OBEY YOUR CONSCIENCE. -- Bob Bergdahl, in an email to his son.
Now, they want to make a movie about it.
That was the Hollywood news on Tuesday, as Kathryn Bigelow -- director of "The Hurt Locker" and "Zero Dark Thirty" -- announced plans to turn the Bowe Bergdahl story into a motion picture.
I know who they should get to play Bergdahl.
Each of us.
The background may change -- Afghanistan for Chattanooga -- yet like Bergdahl, we, too, must walk away at some point, abandoning our bases of beliefs -- oh, how we guard and defend them so closely -- for a wilderness where we possess neither dominion nor control, but only our conscience.
Those are frightening places, and usually, we only reach them through tragedy: we lose our job, or someone we love, or control over our lives, and suddenly, our collapsing world is no longer what we once thought, and what we once saw as true no longer is.
Yet it is here where we find real freedom, not the lesser freedoms -- We can smoke dope in Colorado!

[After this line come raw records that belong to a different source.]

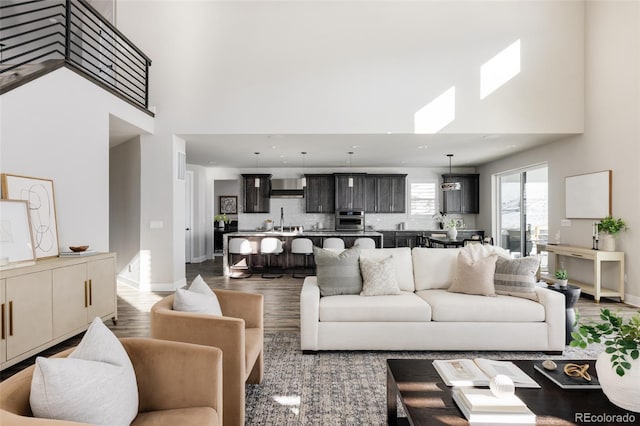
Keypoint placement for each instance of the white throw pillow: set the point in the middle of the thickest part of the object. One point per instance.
(379, 277)
(199, 298)
(95, 384)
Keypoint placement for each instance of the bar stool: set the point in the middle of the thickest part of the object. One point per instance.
(242, 247)
(270, 246)
(302, 246)
(333, 243)
(364, 243)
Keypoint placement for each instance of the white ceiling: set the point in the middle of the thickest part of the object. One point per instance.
(407, 150)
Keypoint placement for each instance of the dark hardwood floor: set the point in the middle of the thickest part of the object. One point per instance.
(281, 305)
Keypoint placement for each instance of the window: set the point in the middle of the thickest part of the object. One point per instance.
(423, 198)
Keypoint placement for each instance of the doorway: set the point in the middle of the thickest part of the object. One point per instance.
(523, 209)
(188, 216)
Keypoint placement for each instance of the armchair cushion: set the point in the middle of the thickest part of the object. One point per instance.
(198, 298)
(95, 384)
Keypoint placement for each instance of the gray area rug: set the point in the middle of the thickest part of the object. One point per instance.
(340, 388)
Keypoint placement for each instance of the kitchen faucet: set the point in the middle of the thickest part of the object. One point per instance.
(281, 219)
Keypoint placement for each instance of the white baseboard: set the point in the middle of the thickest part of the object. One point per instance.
(153, 286)
(632, 300)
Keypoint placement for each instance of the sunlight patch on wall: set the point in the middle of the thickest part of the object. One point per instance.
(292, 402)
(145, 269)
(500, 69)
(437, 114)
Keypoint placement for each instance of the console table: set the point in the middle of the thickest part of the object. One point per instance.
(597, 257)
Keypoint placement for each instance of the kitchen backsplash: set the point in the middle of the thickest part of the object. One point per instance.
(295, 215)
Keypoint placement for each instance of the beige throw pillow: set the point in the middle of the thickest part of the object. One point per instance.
(474, 277)
(517, 277)
(379, 277)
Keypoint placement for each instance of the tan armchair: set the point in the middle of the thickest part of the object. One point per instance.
(178, 383)
(239, 333)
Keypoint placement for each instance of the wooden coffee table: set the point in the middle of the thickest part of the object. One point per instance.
(427, 400)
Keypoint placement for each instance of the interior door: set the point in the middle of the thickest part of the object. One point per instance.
(188, 216)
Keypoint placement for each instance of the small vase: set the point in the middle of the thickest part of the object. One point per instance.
(452, 233)
(608, 242)
(622, 391)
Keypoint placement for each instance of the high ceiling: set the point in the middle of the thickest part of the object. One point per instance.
(392, 150)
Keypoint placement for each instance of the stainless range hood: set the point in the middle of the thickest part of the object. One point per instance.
(286, 188)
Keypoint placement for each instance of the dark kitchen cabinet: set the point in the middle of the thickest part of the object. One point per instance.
(386, 193)
(350, 198)
(467, 199)
(319, 194)
(256, 199)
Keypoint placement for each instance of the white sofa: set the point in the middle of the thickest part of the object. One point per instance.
(428, 317)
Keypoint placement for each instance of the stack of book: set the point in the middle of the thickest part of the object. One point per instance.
(481, 406)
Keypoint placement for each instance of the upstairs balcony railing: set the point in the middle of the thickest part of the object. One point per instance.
(36, 33)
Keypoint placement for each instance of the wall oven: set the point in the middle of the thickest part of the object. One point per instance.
(350, 220)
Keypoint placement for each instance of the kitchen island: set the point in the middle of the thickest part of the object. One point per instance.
(287, 260)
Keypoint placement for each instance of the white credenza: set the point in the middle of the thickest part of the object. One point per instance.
(46, 303)
(597, 257)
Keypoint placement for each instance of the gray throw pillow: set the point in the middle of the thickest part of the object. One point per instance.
(474, 277)
(199, 298)
(379, 277)
(95, 384)
(338, 273)
(517, 277)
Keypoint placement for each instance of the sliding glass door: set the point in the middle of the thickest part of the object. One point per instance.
(522, 210)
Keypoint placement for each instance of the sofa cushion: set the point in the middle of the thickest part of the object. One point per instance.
(402, 261)
(434, 267)
(458, 307)
(205, 416)
(338, 273)
(517, 277)
(474, 277)
(199, 298)
(95, 384)
(405, 307)
(378, 277)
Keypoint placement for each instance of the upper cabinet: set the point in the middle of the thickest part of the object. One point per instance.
(319, 194)
(256, 197)
(386, 193)
(467, 199)
(350, 197)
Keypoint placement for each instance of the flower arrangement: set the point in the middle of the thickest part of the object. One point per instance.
(221, 217)
(621, 340)
(612, 226)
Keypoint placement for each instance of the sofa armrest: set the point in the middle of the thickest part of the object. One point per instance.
(176, 375)
(554, 316)
(237, 304)
(7, 418)
(309, 314)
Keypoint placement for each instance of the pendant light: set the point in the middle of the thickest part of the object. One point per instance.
(256, 181)
(304, 178)
(450, 186)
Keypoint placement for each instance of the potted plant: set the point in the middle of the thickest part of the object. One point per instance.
(611, 227)
(221, 219)
(618, 366)
(562, 276)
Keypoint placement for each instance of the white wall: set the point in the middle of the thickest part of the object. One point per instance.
(357, 67)
(340, 67)
(610, 140)
(57, 127)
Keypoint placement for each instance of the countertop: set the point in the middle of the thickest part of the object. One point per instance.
(311, 233)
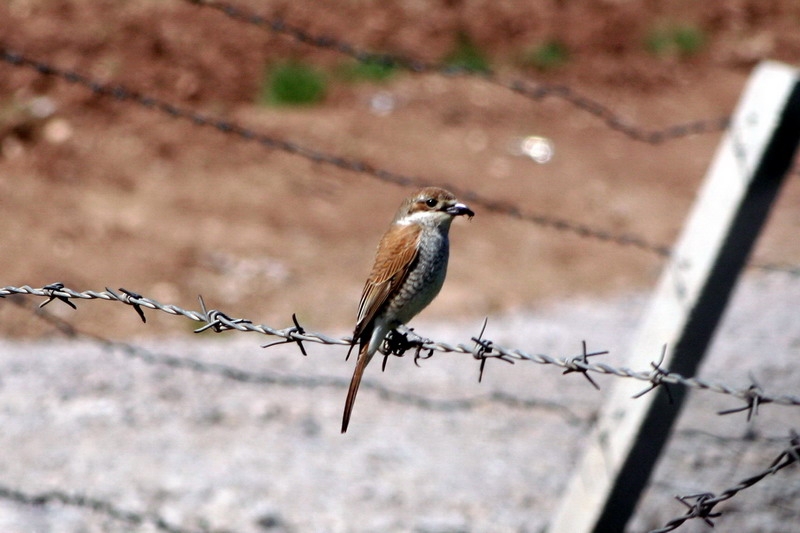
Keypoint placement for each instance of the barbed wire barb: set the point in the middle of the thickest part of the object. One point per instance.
(573, 365)
(657, 378)
(524, 88)
(398, 342)
(96, 505)
(578, 229)
(704, 503)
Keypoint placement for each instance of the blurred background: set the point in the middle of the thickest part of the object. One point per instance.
(99, 192)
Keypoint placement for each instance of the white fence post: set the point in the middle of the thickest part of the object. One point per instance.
(751, 163)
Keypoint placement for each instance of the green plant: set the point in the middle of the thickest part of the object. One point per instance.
(466, 55)
(375, 71)
(683, 40)
(547, 56)
(293, 83)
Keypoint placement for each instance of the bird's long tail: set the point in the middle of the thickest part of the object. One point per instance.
(364, 358)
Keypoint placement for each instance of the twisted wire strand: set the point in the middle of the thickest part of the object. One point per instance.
(310, 382)
(704, 503)
(581, 230)
(536, 92)
(122, 93)
(481, 349)
(99, 506)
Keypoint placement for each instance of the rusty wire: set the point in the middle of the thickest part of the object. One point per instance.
(481, 350)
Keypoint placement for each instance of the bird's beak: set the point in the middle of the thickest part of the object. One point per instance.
(460, 209)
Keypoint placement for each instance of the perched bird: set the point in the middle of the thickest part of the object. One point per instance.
(408, 272)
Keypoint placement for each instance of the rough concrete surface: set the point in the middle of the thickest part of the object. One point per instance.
(206, 452)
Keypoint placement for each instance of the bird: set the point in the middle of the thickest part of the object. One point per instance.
(408, 272)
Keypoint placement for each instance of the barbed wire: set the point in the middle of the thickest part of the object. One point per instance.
(405, 340)
(702, 505)
(310, 382)
(122, 93)
(527, 89)
(94, 504)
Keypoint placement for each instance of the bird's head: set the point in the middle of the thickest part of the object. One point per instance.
(431, 205)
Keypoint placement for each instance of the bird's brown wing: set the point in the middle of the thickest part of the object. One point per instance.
(396, 252)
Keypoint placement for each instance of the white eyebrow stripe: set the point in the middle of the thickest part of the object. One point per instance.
(417, 216)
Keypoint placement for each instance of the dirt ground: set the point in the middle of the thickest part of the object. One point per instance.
(99, 193)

We can carry our guns in Georgia! -- we settle for in America. Here, in that place beyond right-wrong politics, we encounter the conscience of which Bergdahl's father emailed: the place within that is only loyal to truth, not party politics or memorized doctrine.
Here, we are free in ways never possible while imprisoned under the duress of trying to believe what others tell us.

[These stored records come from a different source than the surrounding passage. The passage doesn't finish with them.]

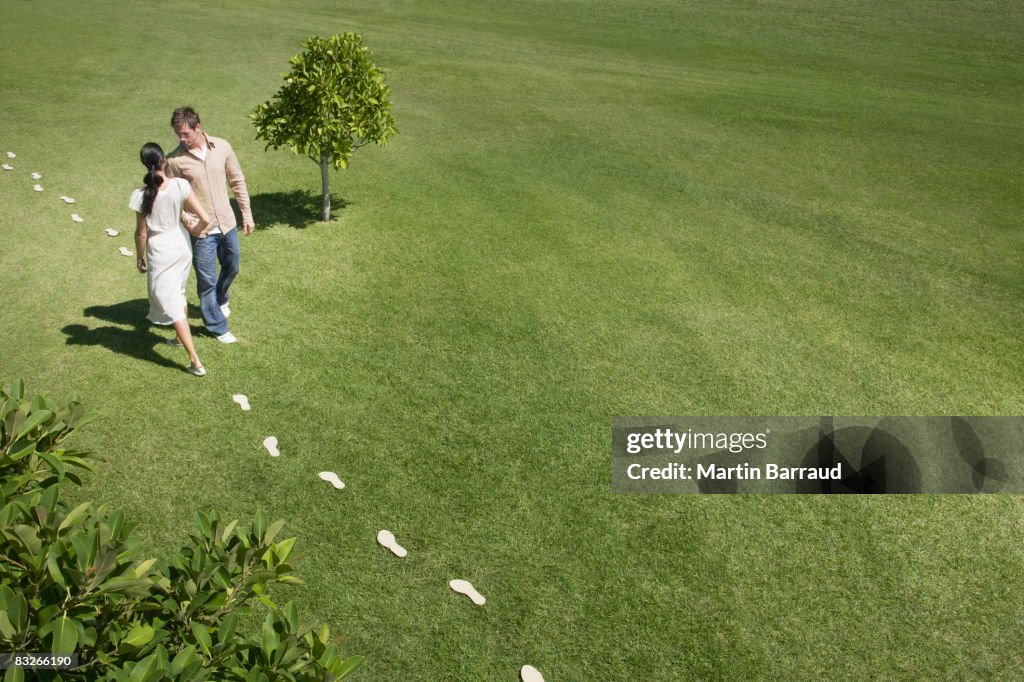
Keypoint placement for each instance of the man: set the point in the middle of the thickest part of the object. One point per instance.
(209, 165)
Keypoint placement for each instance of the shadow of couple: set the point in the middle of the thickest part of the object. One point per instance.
(139, 340)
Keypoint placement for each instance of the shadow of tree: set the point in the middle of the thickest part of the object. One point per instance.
(139, 342)
(298, 209)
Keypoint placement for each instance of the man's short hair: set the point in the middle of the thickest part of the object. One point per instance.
(184, 116)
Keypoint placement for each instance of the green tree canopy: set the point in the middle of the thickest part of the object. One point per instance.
(333, 101)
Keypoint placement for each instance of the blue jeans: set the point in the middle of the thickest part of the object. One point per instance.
(207, 252)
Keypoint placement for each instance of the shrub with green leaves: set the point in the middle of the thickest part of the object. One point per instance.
(72, 579)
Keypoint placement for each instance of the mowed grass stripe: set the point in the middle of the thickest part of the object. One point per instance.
(591, 209)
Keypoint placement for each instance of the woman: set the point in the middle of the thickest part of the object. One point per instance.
(160, 235)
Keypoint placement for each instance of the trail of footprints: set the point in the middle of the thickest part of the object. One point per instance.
(38, 186)
(385, 538)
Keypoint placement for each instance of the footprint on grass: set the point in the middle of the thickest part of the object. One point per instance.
(530, 674)
(332, 478)
(466, 588)
(386, 539)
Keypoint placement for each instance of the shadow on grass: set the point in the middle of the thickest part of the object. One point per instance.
(139, 342)
(298, 209)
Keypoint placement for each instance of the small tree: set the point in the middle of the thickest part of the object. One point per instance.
(333, 101)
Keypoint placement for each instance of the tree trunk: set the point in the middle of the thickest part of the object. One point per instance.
(326, 178)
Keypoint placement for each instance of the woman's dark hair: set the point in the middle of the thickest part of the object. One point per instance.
(152, 156)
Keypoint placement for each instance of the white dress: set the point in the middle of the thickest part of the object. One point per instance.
(168, 251)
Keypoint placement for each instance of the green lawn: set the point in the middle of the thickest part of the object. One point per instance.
(601, 208)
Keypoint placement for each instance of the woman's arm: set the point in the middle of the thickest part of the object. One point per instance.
(140, 235)
(193, 205)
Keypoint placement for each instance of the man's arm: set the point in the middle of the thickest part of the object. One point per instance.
(188, 218)
(237, 180)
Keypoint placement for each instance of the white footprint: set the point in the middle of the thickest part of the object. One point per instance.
(332, 478)
(530, 674)
(386, 539)
(466, 588)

"Obey thy heart," Emerson wrote.
Thy heart, not thy political party, not thy graying beliefs formed so long ago.
That's what happened to Bowe Bergdahl. He joined the U.S. Army, hoping to encounter some transcendent experience, some adventure of initiation.
"Something bigger," the late Michael Hastings wrote in Rolling Stone.
The opposite came true. His perception of America was shattered by a war-horror reality that led him toward disillusionment and his own private revolution of independence.
"I am ashamed to even be an American," he wrote to his parents. "The horror of the self-righteous arrogance that they thrive in. It is all revolting."
He's been condemned by the conservative public for these words, which is terrible and immensely sad. Any returning son should be welcomed home just as any other would, unconditionally, regardless of war-time letters or philosophy.
"Let us eat and be merry for this my son was dead and is alive again," Jesus says in the prodigal son story.
Such rejoicing is not possible in America, for we have not developed the perspective of a mature country, one that is able to be both proud and ashamed of ourselves.
For no country is divine and whitewashed pure, and it is a dangerous patriotism that only allows American pride without American shame. Study a half-inch into American history and foreign policy, and you'll find ample evidence of both -- the Kurtzian horror as well as the Coolidge heroism.
Yet we make it difficult to do this, only casting America as the shining nation upon a hill and our military a blameless force of good. So we reframe Bergdahl's return into questions of desertion and whether he was worth the release of Taliban prisoners and why Bergdahl's dad spoke Arabic at a White House news conference.
"A Muslim victory call," announced Sean Hannity on Fox News.
How juvenile and ridiculous, how shameful. Bob Bergdahl learned Arabic for the same reason he grew a beard -- as a pathway to identify with his faraway son, with the wild hope that he could one day travel there to secure his Bowe's release. It is a Father's Day love, a wild grasp at some metaphysical connection between the weeping father and his imprisoned son.
And Hannity mocks it.
But this is what you do when your political ideology is war-like, and based on the binary illusion of victory-and-defeat. My country pure, yours not. My religion right, yours wrong. My politics holy, yours corrupt. It is an unending war, with all of us taken prisoner.
Somehow, Bowe Bergdahl traveled past that. Instead of watching a movie about it, we too should make the same desertion.